The Moving Function Aggregation in Elasticsearch is a powerful tool for performing calculations on a sliding window of data, typically used in time series analysis. It allows you to apply a custom script to a specified number of surrounding data points, enabling complex calculations like moving averages, cumulative sums, or any custom logic you define.
Syntax and Documentation
The basic syntax for a Moving Function Aggregation is:
{
"moving_fn": {
"buckets_path": "the_sum",
"window": 10,
"script": "MovingFunctions.sum(values)"
}
}
For detailed information and advanced usage, refer to the official Elasticsearch documentation on Moving Function Aggregation.
Example Usage
Here's an example of using the Moving Function Aggregation to calculate a 7-day moving average of daily sales:
{
"aggs": {
"sales_per_day": {
"date_histogram": {
"field": "date",
"calendar_interval": "day"
},
"aggs": {
"daily_sales": {
"sum": { "field": "sales" }
}
}
},
"weekly_moving_avg": {
"moving_fn": {
"buckets_path": "sales_per_day>daily_sales",
"window": 7,
"script": "MovingFunctions.unweightedAvg(values)"
}
}
}
}
Common Issues
- Insufficient data: Ensure you have enough data points to cover the specified window size.
- Script errors: Double-check your custom scripts for syntax errors or logical issues.
- Performance impact: Large window sizes can affect query performance, especially on large datasets.
Best Practices
- Start with built-in functions like
MovingFunctions.sum()
orMovingFunctions.unweightedAvg()
before writing custom scripts. - Use appropriate window sizes based on your data and analysis requirements.
- Consider using the
shift
parameter to offset the window if you need to look at past or future data points.
Frequently Asked Questions
Q: Can I use Moving Function Aggregation with non-numeric data?
A: Moving Function Aggregation is primarily designed for numeric data. While you can write custom scripts to handle non-numeric data, it's generally more efficient and practical to use it with numeric values.

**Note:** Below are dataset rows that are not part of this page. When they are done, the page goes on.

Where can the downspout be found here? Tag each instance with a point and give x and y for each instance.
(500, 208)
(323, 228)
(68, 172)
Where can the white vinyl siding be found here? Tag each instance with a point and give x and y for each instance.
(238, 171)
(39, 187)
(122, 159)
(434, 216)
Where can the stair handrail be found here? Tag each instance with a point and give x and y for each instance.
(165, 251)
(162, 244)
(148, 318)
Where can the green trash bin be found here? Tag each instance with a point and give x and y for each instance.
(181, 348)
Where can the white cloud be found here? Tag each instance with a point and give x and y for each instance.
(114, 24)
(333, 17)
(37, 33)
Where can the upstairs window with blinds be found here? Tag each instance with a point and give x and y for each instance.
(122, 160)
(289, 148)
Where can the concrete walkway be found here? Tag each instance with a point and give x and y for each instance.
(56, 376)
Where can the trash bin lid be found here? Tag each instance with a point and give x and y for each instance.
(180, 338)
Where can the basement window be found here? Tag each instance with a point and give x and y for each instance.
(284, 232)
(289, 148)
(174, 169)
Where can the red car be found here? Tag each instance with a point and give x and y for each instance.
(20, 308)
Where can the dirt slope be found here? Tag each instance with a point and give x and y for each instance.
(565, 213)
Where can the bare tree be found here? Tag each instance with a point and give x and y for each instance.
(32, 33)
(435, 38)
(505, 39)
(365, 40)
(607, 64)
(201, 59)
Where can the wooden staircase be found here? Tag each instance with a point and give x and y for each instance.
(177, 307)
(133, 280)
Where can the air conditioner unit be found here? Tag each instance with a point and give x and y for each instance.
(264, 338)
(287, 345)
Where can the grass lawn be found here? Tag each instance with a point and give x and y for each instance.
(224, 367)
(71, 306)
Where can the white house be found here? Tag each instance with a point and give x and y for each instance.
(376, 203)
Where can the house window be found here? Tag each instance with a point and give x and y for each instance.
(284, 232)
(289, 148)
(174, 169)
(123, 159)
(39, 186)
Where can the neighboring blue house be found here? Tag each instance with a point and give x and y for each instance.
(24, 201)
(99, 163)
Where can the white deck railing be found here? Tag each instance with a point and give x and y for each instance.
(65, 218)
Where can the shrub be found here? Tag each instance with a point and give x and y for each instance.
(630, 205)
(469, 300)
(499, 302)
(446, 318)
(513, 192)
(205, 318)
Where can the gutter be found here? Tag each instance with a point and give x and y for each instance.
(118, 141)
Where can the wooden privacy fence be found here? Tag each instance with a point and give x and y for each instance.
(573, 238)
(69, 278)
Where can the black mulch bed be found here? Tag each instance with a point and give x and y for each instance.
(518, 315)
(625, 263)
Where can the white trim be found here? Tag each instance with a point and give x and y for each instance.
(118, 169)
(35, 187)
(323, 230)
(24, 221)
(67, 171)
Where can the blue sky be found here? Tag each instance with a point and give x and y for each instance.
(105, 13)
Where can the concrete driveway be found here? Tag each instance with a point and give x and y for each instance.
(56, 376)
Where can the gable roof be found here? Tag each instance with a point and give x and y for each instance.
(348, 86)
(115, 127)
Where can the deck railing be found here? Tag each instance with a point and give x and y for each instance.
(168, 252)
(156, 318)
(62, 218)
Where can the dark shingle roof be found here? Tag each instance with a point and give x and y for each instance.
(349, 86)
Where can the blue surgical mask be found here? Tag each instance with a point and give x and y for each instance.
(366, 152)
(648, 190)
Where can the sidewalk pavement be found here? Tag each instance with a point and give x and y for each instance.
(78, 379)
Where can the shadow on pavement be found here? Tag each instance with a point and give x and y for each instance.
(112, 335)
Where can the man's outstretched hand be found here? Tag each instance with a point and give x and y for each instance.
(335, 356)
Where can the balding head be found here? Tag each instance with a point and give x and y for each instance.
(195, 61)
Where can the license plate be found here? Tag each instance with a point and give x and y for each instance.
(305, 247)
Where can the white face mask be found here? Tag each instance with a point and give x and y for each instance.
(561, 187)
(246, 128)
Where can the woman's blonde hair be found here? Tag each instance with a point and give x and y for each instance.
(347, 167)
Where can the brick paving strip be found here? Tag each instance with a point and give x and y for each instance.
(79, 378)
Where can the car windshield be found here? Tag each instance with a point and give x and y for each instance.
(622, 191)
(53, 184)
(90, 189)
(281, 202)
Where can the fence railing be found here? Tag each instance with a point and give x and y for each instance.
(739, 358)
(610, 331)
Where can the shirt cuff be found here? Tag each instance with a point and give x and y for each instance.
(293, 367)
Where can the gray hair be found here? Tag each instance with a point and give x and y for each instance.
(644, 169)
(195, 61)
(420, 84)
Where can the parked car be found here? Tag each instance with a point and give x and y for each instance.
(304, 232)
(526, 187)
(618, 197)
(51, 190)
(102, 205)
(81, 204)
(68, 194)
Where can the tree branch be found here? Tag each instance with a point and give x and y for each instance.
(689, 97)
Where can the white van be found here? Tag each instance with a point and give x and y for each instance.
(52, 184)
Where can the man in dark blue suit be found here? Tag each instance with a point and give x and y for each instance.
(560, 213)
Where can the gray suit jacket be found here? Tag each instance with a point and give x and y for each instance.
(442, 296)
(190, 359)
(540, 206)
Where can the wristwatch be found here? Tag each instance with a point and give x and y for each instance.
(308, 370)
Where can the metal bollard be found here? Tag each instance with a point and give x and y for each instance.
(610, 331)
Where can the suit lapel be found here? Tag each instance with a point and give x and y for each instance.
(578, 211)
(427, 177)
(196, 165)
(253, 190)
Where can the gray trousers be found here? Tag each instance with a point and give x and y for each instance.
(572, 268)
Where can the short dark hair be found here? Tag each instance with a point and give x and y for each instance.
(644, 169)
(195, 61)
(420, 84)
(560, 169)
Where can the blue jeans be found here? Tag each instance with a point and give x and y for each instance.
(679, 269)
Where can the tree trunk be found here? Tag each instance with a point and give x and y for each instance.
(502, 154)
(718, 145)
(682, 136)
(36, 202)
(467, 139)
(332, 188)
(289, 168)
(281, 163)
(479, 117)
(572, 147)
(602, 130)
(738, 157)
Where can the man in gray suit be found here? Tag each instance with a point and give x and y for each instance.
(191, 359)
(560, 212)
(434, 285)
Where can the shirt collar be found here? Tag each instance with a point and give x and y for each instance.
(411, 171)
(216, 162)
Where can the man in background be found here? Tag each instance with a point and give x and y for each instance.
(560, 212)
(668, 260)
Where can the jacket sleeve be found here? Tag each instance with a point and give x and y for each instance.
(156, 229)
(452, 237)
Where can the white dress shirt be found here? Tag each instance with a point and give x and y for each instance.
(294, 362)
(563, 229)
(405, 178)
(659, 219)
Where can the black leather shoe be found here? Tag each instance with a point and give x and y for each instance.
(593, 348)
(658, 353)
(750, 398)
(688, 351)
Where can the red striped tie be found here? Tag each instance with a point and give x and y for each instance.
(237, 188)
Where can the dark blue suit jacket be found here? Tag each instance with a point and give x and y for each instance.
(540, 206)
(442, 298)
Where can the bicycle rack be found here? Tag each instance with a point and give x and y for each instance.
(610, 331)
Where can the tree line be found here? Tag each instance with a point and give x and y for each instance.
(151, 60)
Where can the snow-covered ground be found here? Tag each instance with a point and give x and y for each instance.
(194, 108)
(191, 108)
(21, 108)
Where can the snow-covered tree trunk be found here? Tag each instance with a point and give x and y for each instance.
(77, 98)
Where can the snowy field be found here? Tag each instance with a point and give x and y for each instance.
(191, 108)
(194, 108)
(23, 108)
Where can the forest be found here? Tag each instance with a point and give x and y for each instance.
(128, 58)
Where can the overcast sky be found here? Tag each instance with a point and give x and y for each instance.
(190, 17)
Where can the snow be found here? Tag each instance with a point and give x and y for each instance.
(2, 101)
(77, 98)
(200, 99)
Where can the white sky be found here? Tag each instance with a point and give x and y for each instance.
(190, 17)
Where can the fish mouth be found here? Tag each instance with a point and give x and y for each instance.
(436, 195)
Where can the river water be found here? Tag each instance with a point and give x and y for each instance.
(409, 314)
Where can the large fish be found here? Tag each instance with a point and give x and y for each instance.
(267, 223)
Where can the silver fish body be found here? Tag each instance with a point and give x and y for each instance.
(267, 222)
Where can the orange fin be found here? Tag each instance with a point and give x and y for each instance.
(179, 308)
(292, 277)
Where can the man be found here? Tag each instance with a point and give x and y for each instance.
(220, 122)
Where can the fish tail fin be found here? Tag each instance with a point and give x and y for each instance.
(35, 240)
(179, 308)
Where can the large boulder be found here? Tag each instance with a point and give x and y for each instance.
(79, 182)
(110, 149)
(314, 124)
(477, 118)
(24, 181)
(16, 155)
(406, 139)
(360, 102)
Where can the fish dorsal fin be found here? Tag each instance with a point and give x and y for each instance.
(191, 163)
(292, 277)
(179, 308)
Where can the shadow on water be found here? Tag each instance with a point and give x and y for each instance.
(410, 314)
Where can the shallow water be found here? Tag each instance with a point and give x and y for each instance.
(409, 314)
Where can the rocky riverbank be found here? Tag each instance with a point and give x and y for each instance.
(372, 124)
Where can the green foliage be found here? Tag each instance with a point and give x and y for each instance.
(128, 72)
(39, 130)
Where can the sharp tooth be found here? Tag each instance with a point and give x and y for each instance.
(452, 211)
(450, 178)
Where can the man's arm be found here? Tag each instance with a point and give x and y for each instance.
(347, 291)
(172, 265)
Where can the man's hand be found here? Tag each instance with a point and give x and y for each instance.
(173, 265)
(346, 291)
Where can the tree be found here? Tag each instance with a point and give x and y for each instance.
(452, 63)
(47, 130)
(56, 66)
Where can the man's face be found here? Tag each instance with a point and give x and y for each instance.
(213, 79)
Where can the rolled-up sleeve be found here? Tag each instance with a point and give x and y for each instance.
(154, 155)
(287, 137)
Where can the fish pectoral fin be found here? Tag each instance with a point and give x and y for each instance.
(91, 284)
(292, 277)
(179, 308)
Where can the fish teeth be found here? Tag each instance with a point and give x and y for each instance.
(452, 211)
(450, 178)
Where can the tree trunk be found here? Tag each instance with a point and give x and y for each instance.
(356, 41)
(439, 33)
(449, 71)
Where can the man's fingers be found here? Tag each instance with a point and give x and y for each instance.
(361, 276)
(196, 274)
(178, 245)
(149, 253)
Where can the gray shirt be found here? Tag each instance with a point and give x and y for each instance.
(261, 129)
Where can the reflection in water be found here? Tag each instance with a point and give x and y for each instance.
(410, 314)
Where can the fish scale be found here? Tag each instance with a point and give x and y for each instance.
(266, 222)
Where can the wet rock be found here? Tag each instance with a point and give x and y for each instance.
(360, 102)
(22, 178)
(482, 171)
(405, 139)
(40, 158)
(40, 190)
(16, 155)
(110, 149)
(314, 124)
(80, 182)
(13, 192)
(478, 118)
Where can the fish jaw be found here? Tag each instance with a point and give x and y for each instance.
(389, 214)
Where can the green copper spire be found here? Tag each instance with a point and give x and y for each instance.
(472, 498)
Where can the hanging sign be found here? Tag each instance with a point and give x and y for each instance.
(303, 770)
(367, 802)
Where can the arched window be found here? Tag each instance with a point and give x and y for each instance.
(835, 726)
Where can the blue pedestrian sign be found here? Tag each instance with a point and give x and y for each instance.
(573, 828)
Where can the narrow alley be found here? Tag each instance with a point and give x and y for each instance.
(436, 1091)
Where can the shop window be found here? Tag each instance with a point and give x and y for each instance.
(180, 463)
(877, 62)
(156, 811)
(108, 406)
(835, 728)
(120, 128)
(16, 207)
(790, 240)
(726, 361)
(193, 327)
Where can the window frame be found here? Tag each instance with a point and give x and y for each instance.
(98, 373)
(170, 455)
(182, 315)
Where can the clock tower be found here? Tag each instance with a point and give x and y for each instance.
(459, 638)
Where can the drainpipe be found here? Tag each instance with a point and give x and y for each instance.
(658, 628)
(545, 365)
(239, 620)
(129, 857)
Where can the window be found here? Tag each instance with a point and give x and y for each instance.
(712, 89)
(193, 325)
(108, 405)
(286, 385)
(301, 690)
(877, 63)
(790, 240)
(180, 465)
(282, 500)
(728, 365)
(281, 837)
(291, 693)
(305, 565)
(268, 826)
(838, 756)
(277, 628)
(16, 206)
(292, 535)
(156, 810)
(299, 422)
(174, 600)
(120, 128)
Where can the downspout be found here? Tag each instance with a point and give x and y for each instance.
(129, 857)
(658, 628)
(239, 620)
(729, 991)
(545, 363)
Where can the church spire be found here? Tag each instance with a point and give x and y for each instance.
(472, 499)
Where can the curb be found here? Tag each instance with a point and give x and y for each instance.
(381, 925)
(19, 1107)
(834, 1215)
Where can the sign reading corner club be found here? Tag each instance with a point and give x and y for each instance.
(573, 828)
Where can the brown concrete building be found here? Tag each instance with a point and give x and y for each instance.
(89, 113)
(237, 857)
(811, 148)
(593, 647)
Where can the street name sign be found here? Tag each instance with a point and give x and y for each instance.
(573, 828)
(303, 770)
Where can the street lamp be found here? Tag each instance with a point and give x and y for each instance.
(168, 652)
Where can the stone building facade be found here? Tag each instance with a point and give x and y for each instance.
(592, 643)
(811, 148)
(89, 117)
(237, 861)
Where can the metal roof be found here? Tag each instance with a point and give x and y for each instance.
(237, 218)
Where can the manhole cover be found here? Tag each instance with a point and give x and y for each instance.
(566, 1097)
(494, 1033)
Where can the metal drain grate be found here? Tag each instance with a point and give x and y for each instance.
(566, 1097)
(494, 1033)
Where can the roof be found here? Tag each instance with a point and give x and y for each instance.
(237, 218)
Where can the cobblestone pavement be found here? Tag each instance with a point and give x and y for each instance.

Q: How does the window size affect the results?
A: The window size determines how many data points are considered in each calculation. A larger window will smooth out short-term fluctuations but may be less responsive to recent changes. A smaller window will be more sensitive to recent data but may be more volatile.
Q: Can I combine Moving Function Aggregation with other aggregations?
A: Yes, Moving Function Aggregation can be combined with other aggregations. It's often used in conjunction with date histograms or other bucket aggregations to analyze time-series data.
Q: What's the difference between Moving Function and Moving Average aggregations?
A: Moving Average is a specific type of moving function that calculates the average of a window of data points. Moving Function is more flexible, allowing you to apply any custom calculation to the window of data.
Q: How can I handle missing data points in my Moving Function Aggregation?
A: You can use the gap_policy
parameter to specify how to handle gaps in your data. Options include "skip" (ignore missing data), "insert_zeros" (treat missing data as zero), or "keep_values" (use the last known value).